Тут, несомненно, многое сказано — и многое затушевано. Начать с того, что покровительство адъютанта императрицы ни простому деревенскому парню, ни русскому поэту получить было не так легко. Не с улицы же Есенин пришел к Ломану. Несомненно, были какие то связующие звенья, а главное обстоятельства, в силу которых Ломан счел нужным принять участие в судьбе Есенина. Неправдоподобно и то, что стихи читались императрице просто «по просьбе Ломана». По письмам императрицы к государю мы знаем, в каком болезненно-нервозном состоянии находилась она в 1916 году и как старалась оттолкнуть от себя все, на чем не было санкций «Друга» или его кругов. Ей было во всяком случае не до стихов, тем более — никому неведомого Есенина. В те дни и вообще-то получить у нее аудиенцию было трудно, — а тут вдруг выходит, что Есенина она сама приглашает.
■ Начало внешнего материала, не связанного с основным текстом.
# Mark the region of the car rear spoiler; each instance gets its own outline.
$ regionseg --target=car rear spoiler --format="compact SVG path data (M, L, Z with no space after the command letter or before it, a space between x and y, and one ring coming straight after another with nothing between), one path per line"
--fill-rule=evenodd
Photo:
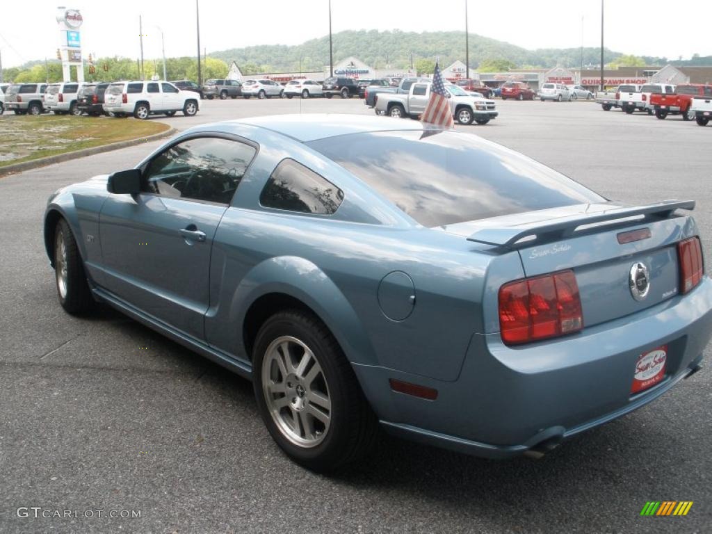
M666 200L648 206L612 208L604 211L590 214L577 214L554 219L550 221L523 224L505 228L483 228L467 238L468 241L484 243L498 246L514 246L517 244L530 245L543 239L563 239L576 232L580 226L610 222L614 224L617 219L643 216L642 220L651 218L666 219L676 209L694 209L693 200ZM518 244L525 238L533 237Z

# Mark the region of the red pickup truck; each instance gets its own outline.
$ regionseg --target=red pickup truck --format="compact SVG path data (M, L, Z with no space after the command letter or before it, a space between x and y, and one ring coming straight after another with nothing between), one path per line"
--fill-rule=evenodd
M650 107L659 119L664 119L669 113L680 113L684 120L693 120L695 113L690 111L693 97L709 94L711 88L712 86L700 83L686 83L678 85L670 94L654 93L650 95Z

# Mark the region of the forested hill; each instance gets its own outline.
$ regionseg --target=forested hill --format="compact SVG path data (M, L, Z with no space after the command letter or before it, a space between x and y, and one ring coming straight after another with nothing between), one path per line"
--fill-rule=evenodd
M488 37L470 34L470 63L476 68L486 61L506 61L517 68L548 68L557 66L577 67L581 63L581 49L544 48L534 51ZM375 68L405 68L419 59L439 58L441 66L465 60L465 34L462 31L347 31L335 33L334 61L355 56ZM229 63L236 61L244 71L320 70L329 63L329 37L312 39L300 45L263 45L210 52L213 58ZM605 51L608 63L620 56ZM600 50L583 50L585 65L598 65ZM300 68L300 62L301 68Z

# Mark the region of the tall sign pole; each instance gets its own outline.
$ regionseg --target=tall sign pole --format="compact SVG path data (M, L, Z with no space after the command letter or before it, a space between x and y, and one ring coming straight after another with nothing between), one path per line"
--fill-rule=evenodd
M195 26L198 33L198 85L203 85L203 76L200 70L200 12L198 10L198 0L195 0Z
M465 0L465 78L470 78L470 31L467 28L467 0Z
M331 39L331 0L329 0L329 75L334 75L334 46Z
M601 0L601 90L603 90L603 0Z

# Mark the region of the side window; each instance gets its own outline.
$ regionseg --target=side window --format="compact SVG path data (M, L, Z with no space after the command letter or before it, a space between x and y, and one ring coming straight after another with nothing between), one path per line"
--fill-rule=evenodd
M162 197L229 204L256 150L220 137L174 145L144 172L142 190Z
M331 215L344 199L343 192L293 159L283 159L260 194L266 208Z

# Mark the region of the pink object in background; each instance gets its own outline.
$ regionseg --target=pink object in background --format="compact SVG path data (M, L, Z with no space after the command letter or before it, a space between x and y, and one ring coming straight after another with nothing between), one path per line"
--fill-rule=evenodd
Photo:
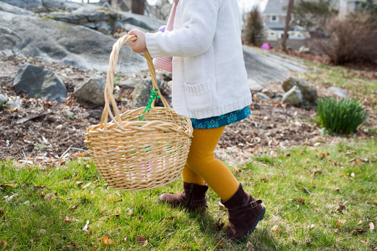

В действительности, конечно, было иначе: это чтение устроили Есенину лица, с которыми он был так или иначе связан, и которые были близки к императрице… Есенин довольно наивным приемом пытается отвести мысль читателя от этих царско-сельских кружков: он, как-то вскользь, бросает фразу о том, что жил в Царском «недалеко от Разумника-Иванова». Жил-то недалеко, но общался далеко не с одним Разумником-Ивановым.
Далее Есенин пишет: «Революция застала меня на фронте, в одном из дисциплинарных батальонов, куда угодил за то, что отказался написать стихи в честь царя». Это уж решительно ни на что не похоже. Во-первых, вряд ли можно было угодить в дисциплинарный батальон за отказ написать стихи в честь царя: к счастью или к несчастью, писанию или неписанию стихов в честь Николая II не придавали такого значения. Во-вторых же (и это главное) трудно понять, почему Есенин считал невозможным писать стихи в честь царя, но не только читал стихи царице, а и посвящал их ей. Вот об этом последнем факте он тоже умолчал. Между тем, летом 1918 г. один московский издатель, библиофил и любитель книжных редкостей, предлагал мне купить у него или выменять раздобытый окольными путями корректурный оттиск второй есенинской книги «Голубень». Книга эта вышла уже после февральской революции, но в урезанном виде. Набиралась же она еще в 1916 году, и полная корректура содержала целый цикл стихов, посвященных императрице. Не знаю, был ли в конце 1916 — в начале 1917 года Есенин на фронте, но несомненно, что получить разрешение на посвящение стихов императрице было весьма трудно — и уж во всяком случае, разрешение не могло быть дано солдату дисциплинарного батальона.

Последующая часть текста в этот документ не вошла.